Given their higher poverty rates, it is unsurprising that data shows immigrants are more dependent on welfare programs than native-born Americans. In 2014, almost two-thirds (63 percent) of households headed by a non-citizen took advantage of at least one welfare program, compared to just 35 percent among native-headed households. Furthermore, the high welfare usage rate for households headed by the foreign-born increases to 70 percent among those living in the U.S. for 10 years or more. There is also some anecdotal evidence of foreign-born individuals collecting welfare while simultaneously retaining assets in their countries of origin.
The Roots of the Problem
The extremely high levels of welfare use among immigrants can be largely attributed to the Immigration and Nationality Act of 1965. The goal of the legislation was to diversify the immigration flow into the country. The post-1965 immigration system – which remains in place today – is heavily skewed towards family-based immigration (also known as “chain migration”) at the expense of skills and education.
The United States has long had public charge laws to ensure that new immigrants are not a burden on society. In 1996, the Illegal Immigration Reform and Immigrant Responsibility Act (IIRIRA) barred illegal aliens from welfare programs that receive federal funds. It also rendered immigrants ineligible for means-tested federal benefits for five years after admission to the United States. In response to complaints from pro-alien groups that the public charge rules were “draconian” and “anti-immigrant,” the Clinton administration back peddled, redefining “public charge” to allow both legal and illegal aliens to collect most types of welfare benefits without penalty. The Obama administration further broadened the Clinton-era guidelines, making even more benefits available to foreigners who never paid into our social safety net.

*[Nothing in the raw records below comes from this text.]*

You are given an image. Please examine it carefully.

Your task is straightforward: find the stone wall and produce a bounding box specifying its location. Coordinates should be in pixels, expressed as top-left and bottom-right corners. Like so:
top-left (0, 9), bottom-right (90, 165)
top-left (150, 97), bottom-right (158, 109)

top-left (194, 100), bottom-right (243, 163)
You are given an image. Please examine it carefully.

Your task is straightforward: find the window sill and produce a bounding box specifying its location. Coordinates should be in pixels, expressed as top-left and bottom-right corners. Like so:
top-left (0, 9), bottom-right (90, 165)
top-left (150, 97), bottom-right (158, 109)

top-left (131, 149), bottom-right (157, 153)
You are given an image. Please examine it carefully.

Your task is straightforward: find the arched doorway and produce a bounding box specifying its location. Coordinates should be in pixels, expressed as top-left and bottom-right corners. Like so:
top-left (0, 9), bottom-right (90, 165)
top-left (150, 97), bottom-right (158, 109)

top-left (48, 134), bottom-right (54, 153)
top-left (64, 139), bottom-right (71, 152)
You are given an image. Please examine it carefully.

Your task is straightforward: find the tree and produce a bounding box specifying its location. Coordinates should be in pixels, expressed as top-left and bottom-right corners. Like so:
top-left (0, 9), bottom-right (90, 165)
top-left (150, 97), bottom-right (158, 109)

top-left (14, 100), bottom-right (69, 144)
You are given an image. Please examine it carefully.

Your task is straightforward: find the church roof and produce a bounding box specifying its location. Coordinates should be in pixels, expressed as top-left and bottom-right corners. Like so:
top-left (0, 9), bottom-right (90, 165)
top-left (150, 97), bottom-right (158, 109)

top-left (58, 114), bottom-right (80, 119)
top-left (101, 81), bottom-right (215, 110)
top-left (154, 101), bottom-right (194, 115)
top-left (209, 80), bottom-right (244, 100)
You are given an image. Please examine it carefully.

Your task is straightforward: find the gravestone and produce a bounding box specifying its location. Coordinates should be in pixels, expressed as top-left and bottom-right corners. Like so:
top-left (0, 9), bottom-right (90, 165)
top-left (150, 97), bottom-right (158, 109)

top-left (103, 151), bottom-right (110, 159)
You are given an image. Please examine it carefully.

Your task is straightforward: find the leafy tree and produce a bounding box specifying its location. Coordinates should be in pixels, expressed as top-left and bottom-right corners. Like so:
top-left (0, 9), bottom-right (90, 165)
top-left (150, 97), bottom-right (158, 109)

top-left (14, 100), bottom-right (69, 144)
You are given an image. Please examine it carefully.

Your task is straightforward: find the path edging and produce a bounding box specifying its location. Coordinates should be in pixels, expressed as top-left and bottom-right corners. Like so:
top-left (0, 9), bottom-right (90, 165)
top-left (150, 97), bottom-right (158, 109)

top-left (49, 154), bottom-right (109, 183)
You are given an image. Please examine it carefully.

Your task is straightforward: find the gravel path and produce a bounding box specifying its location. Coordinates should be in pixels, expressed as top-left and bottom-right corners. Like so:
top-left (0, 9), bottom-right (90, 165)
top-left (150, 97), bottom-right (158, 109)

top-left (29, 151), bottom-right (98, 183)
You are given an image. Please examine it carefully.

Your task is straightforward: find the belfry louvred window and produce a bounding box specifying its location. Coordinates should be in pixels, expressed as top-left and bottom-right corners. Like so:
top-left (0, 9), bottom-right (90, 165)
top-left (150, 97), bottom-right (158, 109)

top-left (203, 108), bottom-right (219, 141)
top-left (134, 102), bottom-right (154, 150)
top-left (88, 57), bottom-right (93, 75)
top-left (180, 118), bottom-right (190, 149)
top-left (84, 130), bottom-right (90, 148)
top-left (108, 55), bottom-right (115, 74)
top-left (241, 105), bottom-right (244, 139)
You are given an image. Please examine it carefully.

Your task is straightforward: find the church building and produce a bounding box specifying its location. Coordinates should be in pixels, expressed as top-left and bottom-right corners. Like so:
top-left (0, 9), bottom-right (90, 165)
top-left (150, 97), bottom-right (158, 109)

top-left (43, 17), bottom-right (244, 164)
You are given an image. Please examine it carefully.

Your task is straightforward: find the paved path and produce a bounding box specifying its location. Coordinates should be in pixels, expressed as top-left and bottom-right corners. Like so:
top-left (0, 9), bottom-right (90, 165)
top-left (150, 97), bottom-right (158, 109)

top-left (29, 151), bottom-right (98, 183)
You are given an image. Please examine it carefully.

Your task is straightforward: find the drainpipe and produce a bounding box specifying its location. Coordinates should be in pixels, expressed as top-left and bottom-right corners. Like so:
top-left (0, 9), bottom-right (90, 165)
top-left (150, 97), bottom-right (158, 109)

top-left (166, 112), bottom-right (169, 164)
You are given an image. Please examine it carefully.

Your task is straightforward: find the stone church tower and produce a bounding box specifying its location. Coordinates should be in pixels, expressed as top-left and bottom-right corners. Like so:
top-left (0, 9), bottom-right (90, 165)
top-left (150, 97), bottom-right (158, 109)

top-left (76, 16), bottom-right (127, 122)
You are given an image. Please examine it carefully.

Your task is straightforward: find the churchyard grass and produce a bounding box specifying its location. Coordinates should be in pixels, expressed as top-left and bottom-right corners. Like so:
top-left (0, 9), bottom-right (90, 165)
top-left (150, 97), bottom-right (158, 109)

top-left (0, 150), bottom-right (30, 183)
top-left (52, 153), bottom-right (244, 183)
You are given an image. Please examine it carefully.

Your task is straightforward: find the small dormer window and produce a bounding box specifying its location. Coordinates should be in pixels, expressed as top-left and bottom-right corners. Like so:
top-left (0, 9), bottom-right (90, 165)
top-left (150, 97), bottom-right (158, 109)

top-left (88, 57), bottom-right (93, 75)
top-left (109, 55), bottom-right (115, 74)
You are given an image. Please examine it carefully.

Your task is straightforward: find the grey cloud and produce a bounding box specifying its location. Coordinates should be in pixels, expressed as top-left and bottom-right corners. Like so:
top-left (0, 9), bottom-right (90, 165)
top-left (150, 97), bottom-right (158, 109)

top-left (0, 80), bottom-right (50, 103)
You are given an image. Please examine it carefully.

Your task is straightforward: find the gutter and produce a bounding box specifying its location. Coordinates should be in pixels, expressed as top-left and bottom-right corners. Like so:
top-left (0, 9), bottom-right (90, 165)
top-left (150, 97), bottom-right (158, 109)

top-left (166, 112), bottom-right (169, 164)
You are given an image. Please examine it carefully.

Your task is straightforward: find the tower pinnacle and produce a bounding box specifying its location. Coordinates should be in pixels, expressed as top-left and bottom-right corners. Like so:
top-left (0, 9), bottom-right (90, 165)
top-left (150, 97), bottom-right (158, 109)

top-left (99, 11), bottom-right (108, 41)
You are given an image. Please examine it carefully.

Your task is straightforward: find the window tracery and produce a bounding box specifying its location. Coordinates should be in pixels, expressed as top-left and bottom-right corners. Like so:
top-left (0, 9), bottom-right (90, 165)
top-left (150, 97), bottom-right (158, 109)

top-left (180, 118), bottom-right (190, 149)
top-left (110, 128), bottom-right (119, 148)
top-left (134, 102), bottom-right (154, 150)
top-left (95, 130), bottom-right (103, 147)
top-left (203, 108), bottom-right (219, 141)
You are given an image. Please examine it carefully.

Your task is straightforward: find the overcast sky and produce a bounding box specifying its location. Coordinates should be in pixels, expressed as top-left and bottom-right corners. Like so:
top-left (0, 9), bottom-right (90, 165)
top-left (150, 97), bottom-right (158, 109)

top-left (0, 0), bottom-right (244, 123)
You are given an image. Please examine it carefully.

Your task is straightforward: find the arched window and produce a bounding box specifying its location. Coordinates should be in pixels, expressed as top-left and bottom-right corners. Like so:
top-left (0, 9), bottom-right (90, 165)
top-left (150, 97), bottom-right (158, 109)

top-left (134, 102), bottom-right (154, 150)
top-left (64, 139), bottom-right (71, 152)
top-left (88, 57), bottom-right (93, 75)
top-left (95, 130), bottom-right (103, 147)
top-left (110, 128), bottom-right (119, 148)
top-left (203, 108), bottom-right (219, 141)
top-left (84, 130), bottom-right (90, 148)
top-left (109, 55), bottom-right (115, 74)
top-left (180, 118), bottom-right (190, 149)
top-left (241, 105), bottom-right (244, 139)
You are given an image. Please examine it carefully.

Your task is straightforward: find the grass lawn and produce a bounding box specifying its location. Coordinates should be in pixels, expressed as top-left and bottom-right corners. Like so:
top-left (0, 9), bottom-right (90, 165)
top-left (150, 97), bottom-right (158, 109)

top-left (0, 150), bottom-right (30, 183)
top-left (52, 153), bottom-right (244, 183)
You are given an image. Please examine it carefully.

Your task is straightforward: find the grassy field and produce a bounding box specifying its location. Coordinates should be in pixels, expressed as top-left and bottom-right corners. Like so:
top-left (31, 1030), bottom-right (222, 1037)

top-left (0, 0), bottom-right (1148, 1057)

Illegal immigration further aggravates the problem. While illegal aliens are technically prohibited from receiving most means-tested federal welfare benefits by law, 26 states – that is more than half – currently offer benefits to individuals who are in the U.S. unlawfully. Moreover, illegal aliens also collect welfare on behalf of their U.S.-born children, who, based on a flawed interpretation of the Fourteenth Amendment (“birthright citizenship”), are automatically counted as U.S. citizens. They are also entitled to free public education. Overall, illegal immigrants cost American taxpayers $116 billion annually, which includes the costs of welfare benefits they collect.
To tackle the problem of immigrant welfare dependency, President Trump signed a memorandum that will finally enforce a 23-year-old provision requiring sponsors of legal immigrants to reimburse the government for any social services the immigrant uses in the U.S. This step in the right direction came in the wake of the administration’s publication of a proposed public charge rule in late September 2018, which clearly defined a long-standing law aiming to ensure that new immigrants do not become burdens on American society.
In addition, we must reform our immigration system so that it is based on merit rather than (often distant) family connections. Doing so will ensure that arriving immigrants can be successful and self-sufficient, because they will possess the job skills necessary to participate fully in the U.S. economy. It is also important to bring our immigration levels from the over one million annually that we currently receive to a more sustainable 300,000 per year. Finally, we must secure our borders and reduce illegal immigration.